Meu vômito jorrou por todo o banheiro.
Fui até a pia e joguei água no rosto e em seguida me olhei no espelho.
—– Não vou deixar vocês ferrarem a minha cabeça — Falei sozinha — Vocês estão todos mortos e enterrados.
Apoiei as mãos na pia e abaixei a cabeça, procurando respirar fundo e manter a calma.
Não é real
—– Eu não estou louca, não estou — Repeti para mim mesma várias vezes.
—– Deveria ter me deixado te matar, quando teve chance, melhor do que viver esse inferno — Uma voz familiar soou atrás de mim.
Me virei rapidamente, mas para a minha total surpresa, não havia ninguém.
—– Deus, se você existe mesmo, por favor, mande para o inferno esses espíritos ruins que me assombram — Fechei os olhos — Eu sei que eu não mereço, pois sempre fui uma filha rebelde que a vida toda se recusou a ir a igreja, mas eu te peço que ...
Uma batida repentina na porta me Interrompeu.
—– Filha, você está bem? — Minha mãe perguntou com uma voz abafada do outro lado.
Respirei fundo antes de responder.
—– Estou.
—– Tem certeza? — Modificou a voz
—– Sim.
—– Então, abra a porta... bonequinha
No mesmo instante que ela disse isso, a maçaneta da porta começou a se mexer rapidamente, fazendo o meu coração acelerar novamente.

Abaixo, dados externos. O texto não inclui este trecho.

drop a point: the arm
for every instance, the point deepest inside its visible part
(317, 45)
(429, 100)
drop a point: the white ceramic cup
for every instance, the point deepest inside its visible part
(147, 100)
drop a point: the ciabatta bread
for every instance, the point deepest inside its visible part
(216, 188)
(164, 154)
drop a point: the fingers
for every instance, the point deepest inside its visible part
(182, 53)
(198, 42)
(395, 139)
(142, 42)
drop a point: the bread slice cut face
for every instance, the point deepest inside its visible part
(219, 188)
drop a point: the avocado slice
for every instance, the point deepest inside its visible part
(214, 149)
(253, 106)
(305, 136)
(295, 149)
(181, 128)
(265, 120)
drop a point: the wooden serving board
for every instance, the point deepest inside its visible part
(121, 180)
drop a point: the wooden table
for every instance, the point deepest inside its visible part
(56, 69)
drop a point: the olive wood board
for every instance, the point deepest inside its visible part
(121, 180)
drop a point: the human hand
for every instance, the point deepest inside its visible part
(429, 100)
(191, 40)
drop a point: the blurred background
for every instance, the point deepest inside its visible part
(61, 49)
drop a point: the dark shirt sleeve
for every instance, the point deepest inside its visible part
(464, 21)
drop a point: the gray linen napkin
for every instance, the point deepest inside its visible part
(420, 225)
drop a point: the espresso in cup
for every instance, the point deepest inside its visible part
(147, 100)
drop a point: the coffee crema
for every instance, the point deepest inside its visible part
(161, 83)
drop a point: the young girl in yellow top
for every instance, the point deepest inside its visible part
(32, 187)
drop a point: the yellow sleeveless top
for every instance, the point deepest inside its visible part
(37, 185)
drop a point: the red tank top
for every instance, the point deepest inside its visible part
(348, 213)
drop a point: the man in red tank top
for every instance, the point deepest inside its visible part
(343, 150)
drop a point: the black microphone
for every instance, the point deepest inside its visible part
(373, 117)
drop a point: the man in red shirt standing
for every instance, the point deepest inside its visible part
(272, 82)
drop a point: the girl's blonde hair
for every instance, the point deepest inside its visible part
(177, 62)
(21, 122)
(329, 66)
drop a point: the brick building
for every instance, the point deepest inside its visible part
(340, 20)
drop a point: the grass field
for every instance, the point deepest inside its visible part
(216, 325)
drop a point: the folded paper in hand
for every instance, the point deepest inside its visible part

Me afastei da porta sentindo o meu corpo gelar.
De repente, as paredes do banheiro foram se aproximando de mim como se fossem me esmagar.
Entrei em pânico. Eu não conseguia respirar.
—– Mãe!
Gritei, mas a minha voz não saiu, pois eu tinha a sensação que as mãos de alguém estavam apertando a minha garganta.
Era agonizante e desesperador.
Parecia que ia morrer naquele momento.
Senti o meu corpo sendo esmagado, e eu pude ouvir claramente o som dos ossos se quebrando.
Suspirei uma última vez, e logo depois apaguei.